Schleiermacher zum Übersetzen

First page of the treatease “About the different methods of translation” by Friedrich Schleiermacher, 1816, as displayed in the German Romanticism Museum, Frankfurt am Main

Friedrich Schleiermacher (1768-1834) said about translation: “Either the translator leaves the author in peace as much as possible and moves the reader towards the author; or he leaves the reader in peace as much as possible and moves the author towards the reader.” (transl. The German Romanticism Museum.)

Debate on Translation Methods

All translation students – including me when I was changing careers some years ago – learn about this general problem involved with translation:

Should the translated text reflect the characteristics of the foreign language or rather read like a text written in the native language?

More than 200 years ago, Friedrich Schleiermacher started a debate on possible translation methods. Schleiermacher himself concluded the first method would do best (while most of today’s translators disagree).

I was not really impressed about the debate when I learned about it early in my translation studies.

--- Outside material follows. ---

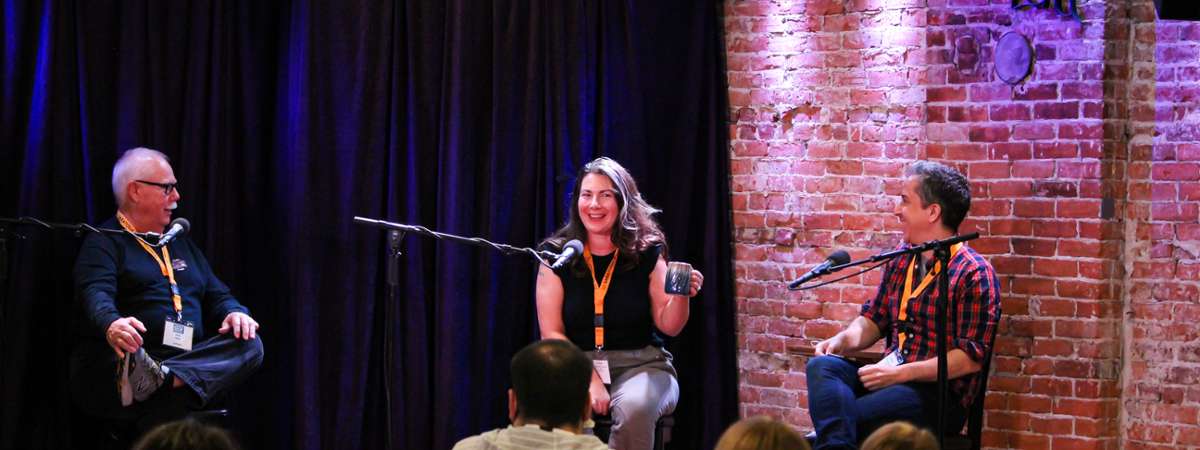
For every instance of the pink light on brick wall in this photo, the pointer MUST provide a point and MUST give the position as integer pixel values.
(1086, 185)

But I was the more surprised to find the original text displayed in the German Romanticism Museum, Frankfurt am Main.

I never thought I would be able to look the author of the debate in the eye “posthumously”.

Journey into Romanticism – Schleiermacher’s Text

Suddenly, pure theory had a face, a context, a purpose. I could literally see this fundamental idea about translation evolve.

During that time, the Romanticism, poets and scholars translated important foreign literature for the first time, discussing possible approaches. And Schleiermacher, a philosopher, talked about the “different methods of translation” in a speech before the Royal Prussian Academy of Sciences in 1813. The book providing the text was from 1816.

The complete text can be read on the internet in a free copy provided by the University of Michigan.

What an effect from such a little book.